First, while civilian casualties are rarely acknowledged by the US government, there is significant evidence that US drone strikes have injured and killed civilians. In public statements, the US states that there have been “no” or “single digit” civilian casualties.” It is difficult to obtain data on strike casualties because of US efforts to shield the drone program from democratic accountability, compounded by the obstacles to independent investigation of strikes in North Waziristan. The best currently available public aggregate data on drone strikes are provided by The Bureau of Investigative Journalism (TBIJ), an independent journalist organization. TBIJ reports that from June 2004 through mid-September 2012, available data indicate that drone strikes killed 2,562-3,325 people in Pakistan, of whom 474-881 were civilians, including 176 children. TBIJ reports that these strikes also injured an additional 1,228-1,362 individuals.
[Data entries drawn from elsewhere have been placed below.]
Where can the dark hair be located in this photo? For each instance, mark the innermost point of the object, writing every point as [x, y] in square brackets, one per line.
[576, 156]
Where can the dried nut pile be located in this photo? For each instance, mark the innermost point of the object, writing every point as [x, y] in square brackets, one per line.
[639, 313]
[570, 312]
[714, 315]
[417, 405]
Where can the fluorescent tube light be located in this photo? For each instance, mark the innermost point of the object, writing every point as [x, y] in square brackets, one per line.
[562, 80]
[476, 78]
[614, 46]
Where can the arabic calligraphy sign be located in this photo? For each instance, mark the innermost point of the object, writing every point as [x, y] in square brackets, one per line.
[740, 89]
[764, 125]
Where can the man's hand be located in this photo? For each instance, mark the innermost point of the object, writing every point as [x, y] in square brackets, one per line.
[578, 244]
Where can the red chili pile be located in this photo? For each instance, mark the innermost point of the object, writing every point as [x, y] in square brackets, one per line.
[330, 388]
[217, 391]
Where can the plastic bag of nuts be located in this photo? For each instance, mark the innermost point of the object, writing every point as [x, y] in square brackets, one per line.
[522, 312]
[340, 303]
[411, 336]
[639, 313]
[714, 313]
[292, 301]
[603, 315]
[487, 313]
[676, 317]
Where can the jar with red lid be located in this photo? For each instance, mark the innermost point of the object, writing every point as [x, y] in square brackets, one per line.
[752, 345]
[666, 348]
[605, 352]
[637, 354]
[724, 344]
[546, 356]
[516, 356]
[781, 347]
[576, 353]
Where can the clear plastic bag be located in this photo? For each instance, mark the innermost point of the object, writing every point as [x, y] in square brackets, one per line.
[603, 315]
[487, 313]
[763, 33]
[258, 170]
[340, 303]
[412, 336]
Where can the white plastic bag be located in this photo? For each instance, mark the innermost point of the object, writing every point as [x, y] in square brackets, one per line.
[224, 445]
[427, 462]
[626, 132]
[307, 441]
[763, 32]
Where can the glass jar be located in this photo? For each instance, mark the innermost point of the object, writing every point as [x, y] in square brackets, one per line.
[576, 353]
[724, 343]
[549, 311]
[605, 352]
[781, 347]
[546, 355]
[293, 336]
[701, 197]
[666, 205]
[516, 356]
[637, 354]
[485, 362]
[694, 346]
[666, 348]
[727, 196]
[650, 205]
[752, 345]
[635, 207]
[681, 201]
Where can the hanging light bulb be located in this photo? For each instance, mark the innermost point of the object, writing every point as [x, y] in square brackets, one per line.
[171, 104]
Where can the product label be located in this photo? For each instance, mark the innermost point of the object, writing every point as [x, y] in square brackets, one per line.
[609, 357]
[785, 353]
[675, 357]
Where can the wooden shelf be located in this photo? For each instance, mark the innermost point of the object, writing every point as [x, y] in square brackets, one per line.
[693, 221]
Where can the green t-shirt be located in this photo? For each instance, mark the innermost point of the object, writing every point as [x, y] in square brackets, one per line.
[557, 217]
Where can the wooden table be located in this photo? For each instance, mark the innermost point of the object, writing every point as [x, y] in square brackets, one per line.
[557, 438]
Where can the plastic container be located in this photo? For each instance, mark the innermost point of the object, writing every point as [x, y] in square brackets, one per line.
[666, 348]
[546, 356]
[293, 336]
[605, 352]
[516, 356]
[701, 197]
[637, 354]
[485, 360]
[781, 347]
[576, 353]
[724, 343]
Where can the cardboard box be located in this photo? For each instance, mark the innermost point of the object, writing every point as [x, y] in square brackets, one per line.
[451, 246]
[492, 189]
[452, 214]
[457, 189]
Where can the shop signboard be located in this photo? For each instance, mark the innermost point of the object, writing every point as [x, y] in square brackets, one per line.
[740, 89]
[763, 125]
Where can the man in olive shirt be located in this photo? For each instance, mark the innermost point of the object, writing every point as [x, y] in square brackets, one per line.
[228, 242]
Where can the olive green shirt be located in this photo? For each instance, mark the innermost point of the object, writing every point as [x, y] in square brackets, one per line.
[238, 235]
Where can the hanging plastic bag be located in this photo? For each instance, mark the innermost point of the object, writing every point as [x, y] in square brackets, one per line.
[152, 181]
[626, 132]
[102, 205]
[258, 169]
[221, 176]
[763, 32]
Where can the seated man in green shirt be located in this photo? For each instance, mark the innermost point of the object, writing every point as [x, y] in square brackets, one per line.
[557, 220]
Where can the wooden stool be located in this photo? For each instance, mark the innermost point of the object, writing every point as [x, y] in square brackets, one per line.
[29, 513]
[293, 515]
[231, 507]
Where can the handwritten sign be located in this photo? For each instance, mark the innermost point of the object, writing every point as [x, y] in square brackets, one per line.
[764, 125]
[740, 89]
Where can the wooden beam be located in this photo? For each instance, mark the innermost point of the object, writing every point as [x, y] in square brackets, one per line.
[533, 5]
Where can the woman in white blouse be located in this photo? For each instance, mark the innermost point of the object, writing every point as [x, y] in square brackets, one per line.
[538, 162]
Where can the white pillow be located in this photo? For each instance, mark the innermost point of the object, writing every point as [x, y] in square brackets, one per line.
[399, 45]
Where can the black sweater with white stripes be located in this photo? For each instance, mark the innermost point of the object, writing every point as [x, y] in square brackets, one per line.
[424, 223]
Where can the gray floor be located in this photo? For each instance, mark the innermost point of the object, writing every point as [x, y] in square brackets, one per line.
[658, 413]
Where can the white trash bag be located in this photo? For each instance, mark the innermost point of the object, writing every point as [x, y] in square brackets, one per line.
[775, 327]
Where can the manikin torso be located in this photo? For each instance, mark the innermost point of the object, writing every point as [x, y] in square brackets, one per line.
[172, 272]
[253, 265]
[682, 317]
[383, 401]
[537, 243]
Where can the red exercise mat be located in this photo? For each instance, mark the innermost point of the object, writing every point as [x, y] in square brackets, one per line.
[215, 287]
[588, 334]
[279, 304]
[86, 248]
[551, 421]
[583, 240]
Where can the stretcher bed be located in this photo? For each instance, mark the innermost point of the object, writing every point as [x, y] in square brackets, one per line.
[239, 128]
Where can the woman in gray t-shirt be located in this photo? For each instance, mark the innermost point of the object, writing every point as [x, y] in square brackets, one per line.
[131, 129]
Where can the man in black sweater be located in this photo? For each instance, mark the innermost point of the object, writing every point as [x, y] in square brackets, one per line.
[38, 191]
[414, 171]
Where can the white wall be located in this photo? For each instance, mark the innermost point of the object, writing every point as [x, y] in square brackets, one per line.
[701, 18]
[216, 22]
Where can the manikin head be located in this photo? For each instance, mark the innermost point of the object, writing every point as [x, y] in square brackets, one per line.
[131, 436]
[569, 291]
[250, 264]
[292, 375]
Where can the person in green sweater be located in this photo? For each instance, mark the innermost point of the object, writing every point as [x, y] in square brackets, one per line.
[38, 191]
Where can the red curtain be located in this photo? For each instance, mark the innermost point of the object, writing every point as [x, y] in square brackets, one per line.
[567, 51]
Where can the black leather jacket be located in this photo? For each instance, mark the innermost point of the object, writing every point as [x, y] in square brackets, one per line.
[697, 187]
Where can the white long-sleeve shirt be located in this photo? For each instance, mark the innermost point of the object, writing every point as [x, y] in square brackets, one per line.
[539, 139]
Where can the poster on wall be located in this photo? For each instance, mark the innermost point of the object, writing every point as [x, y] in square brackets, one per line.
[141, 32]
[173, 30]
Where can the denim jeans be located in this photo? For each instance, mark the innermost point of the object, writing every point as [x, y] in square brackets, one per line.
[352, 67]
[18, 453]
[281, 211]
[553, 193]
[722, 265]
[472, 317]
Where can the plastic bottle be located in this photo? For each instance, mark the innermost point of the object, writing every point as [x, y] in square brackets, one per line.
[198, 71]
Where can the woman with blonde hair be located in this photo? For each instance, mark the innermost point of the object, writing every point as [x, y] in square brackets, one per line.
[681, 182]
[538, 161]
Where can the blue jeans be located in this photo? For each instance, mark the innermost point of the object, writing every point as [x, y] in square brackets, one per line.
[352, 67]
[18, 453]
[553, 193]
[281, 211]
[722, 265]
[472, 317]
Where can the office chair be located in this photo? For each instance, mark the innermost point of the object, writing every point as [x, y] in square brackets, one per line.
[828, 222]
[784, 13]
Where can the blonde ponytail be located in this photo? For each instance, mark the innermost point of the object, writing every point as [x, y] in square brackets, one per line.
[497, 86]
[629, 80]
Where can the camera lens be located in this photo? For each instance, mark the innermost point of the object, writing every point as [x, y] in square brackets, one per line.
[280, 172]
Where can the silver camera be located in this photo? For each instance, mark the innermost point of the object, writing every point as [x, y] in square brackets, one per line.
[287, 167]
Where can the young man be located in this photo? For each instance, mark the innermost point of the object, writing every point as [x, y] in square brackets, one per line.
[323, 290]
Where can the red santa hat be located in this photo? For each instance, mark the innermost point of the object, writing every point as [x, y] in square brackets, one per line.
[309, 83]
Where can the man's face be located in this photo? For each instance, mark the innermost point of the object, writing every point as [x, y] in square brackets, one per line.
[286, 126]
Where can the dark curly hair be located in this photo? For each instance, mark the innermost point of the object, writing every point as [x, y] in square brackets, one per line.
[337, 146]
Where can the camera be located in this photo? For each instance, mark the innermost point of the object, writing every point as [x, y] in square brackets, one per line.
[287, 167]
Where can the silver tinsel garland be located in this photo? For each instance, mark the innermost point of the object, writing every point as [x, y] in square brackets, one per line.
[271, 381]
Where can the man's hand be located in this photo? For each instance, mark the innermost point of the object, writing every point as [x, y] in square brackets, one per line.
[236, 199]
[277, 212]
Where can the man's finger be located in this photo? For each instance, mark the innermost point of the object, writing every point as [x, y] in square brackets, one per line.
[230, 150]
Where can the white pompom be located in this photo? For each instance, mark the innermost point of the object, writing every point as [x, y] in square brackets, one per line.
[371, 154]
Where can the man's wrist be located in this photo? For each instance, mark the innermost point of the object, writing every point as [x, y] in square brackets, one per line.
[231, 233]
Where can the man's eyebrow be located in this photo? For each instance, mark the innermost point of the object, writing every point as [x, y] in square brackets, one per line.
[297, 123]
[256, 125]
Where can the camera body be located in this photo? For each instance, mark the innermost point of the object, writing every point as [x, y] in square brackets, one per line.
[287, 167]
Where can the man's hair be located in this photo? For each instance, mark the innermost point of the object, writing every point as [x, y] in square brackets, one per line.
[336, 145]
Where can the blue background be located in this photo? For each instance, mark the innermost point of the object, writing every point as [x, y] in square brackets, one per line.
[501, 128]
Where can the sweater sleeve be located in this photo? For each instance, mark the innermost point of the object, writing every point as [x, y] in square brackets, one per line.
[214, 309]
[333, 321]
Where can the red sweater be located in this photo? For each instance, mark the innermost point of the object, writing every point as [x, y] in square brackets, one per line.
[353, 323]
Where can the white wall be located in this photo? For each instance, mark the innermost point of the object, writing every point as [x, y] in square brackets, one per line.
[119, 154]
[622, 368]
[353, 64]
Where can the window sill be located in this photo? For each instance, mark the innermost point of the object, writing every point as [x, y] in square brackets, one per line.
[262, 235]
Where media accounts do report civilian casualties, rarely is any information provided about the victims or the communities they leave behind. This report includes the harrowing narratives of many survivors, witnesses, and family members who provided evidence of civilian injuries and deaths in drone strikes to our research team. It also presents detailed accounts of three separate strikes, for which there is evidence of civilian deaths and injuries, including a March 2011 strike on a meeting of tribal elders that killed some 40 individuals.
Response to Warren Stupidity (Reply #4)
Mon Feb 11, 2013, 12:42 PM
polly7 (20,582 posts)
5. Yes, it seems so.
The report's findings also bring to mind Franks' 'We don't do body counts', as it seems the strikes aren't visited afterwards by anyone too interested in who, or how many were killed. I think that along with the awesome responsibility of owning and using these drones on human beings around the world, there should at least be a requirement for some sort of follow-up and investigation.